The State Department reportedly made the move in response to ongoing Chinese theft of intellectual property and intrusions into Americans’ privacy.
Although many news reports have characterized this as extraordinary, it is worth noting that, in fact, the U.S. has closed other nations’ facilities for similar reasons. The Obama administration, for example, shut down Russian luxury retreats in Maryland and New York in response to Russian election meddling.
Part of the news coverage is rooted in reports that Chinese officials at the consulate in Houston were burning documents. This conjured up images of Japanese diplomats doing the same on the eve of Pearl Harbor.
That it could seem at least somewhat credible that China and the U.S. might be on the eve of war is an indication of just how badly U.S.-China relations have gotten.
In this regard, the real core of the issue is Chinese espionage. Broadly speaking, there is little question that this is going on. The Trump administration has provided ample evidence of the scale of Chinese espionage against the United States.
Whether it is American scholars working for China via the Thousand Talents program, or Chinese hackers infiltrating COVID-19 efforts, or Chinese state-run telecommunications firms redirecting chunks of the internet, there is an unprecedented, whole-of-society effort by China to ferret out economic, political, military, and personal information from Americans, and indeed the world.
This is part of a larger Chinese challenge to the overall rules-based system. China’s espionage efforts have encompassed the African Union, whose headquarters China built—conveniently incorporating instructions to download the building’s information to China at night.
China influenced the World Health Organization to ignore vital information on COVID-19 because that data came from Taiwan, and refused to cooperate in efforts to improve global responses to future pandemics.
Chinese efforts to remake the South China Sea into China’s southern sea, essentially assimilating international waters into Chinese national territory, recently have been called out by the State Department.
China’s scrapping of the “one country, two systems” approach to Hong Kong, codified in both international treaty and the Basic Law that is supposed to govern Hong Kong through 2047, has aroused global condemnation.
And much of America’s actions in the past several years have been aimed at countering these challenges. Indeed, the reasons for imposition of tariffs on China, as laid out by the U.S. Trade Representative’s Office, are not about the trade imbalance or Chinese currency manipulation, but Chinese efforts to pry intellectual property out of U.S. companies doing business in China.
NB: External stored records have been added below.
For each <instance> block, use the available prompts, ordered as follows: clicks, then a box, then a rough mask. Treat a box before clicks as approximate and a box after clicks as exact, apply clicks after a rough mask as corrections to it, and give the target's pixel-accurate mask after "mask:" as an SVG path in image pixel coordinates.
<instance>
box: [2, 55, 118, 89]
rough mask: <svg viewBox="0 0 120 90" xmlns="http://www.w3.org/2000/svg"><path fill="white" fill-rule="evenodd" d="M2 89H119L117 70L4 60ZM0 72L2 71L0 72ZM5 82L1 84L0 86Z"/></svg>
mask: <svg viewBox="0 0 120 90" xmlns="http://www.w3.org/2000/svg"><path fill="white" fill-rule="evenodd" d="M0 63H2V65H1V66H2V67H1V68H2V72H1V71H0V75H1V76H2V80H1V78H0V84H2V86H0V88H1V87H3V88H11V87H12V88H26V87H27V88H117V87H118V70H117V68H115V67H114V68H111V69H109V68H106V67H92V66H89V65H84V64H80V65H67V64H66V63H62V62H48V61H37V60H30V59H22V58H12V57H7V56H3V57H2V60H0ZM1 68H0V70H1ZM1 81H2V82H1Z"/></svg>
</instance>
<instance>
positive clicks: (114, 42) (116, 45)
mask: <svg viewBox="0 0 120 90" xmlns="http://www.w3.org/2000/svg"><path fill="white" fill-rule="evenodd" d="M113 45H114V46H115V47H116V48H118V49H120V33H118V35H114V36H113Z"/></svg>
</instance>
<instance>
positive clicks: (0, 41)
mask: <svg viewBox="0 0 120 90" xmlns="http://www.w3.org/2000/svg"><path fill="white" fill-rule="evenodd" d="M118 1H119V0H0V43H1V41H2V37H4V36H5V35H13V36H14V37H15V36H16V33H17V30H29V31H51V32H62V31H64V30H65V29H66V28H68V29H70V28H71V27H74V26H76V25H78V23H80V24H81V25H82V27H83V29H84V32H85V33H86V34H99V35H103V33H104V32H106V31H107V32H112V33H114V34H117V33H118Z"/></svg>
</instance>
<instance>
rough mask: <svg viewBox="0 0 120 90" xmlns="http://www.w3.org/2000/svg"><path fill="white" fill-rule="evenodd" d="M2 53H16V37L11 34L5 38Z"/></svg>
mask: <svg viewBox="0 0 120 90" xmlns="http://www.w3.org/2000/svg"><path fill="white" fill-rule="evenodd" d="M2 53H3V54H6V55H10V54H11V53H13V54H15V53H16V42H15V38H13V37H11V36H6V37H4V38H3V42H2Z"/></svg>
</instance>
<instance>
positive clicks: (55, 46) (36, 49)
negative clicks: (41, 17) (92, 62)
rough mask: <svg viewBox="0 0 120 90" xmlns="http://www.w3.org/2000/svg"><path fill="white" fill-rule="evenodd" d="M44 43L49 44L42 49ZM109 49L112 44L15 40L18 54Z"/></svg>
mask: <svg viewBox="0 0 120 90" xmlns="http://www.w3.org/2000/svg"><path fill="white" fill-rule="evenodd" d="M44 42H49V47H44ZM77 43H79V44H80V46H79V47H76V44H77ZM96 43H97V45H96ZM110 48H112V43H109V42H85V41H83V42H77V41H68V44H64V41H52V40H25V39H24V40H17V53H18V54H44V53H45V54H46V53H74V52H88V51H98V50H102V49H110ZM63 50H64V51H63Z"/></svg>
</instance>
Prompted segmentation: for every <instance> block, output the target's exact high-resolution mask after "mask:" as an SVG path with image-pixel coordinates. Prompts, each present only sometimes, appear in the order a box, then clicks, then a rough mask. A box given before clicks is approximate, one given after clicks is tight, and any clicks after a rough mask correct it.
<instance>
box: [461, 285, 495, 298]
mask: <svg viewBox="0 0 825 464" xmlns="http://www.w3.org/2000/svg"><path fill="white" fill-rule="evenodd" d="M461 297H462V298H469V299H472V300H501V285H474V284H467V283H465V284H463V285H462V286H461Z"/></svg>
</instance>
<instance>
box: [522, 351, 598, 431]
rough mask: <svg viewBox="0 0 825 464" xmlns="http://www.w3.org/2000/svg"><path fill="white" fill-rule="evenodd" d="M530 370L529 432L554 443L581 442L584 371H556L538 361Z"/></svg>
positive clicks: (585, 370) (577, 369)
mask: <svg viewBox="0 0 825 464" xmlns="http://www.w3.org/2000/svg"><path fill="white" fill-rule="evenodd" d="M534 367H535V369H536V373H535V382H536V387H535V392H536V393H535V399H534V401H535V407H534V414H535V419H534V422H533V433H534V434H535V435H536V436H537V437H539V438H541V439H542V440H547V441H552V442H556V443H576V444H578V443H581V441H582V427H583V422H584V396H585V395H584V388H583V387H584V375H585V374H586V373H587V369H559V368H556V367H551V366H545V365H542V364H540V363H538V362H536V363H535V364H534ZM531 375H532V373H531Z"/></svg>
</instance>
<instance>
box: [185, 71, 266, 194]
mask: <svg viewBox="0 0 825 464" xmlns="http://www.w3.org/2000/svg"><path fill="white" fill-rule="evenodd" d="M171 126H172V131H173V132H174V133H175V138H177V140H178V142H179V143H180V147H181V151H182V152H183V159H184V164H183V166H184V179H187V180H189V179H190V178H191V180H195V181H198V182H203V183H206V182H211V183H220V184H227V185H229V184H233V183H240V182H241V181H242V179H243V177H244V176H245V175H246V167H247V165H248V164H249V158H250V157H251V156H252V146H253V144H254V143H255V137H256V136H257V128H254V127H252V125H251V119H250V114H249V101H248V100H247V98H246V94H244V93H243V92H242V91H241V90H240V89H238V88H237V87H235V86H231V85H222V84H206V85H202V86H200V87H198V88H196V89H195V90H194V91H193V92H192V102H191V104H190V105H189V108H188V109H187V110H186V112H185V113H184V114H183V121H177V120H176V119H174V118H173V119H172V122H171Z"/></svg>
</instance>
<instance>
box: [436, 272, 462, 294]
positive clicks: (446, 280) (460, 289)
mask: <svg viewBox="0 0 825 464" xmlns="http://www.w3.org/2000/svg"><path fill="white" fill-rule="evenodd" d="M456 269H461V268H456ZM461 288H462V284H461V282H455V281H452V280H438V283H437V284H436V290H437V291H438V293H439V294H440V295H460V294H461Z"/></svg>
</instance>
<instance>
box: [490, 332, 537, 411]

Shutting down a diplomatic facility, unlike simply expelling diplomats as is typical in espionage cases, does signal a broader downgrading of relations. It is likely that Beijing will respond by shutting down one of the American consulates in China.
It is quite possible that the disruption associated with shutting down China’s consulate in Houston is nonetheless worth it. Insofar as any espionage activities are being run through the Houston consulate, the sudden closure is likely to disrupt those activities.
It would be helpful to the American public, however, and the broader global audience, if the Trump administration provided more detail about why it chose the Houston consulate. The various indictments issued by the Justice Department are a good example of how, by providing extensive information, China’s bad behavior is spotlighted for all to see.
By providing similar details on its reasoning here, the administration would reinforce the State Department’s message that Chinese bad behavior is what precipitated this action.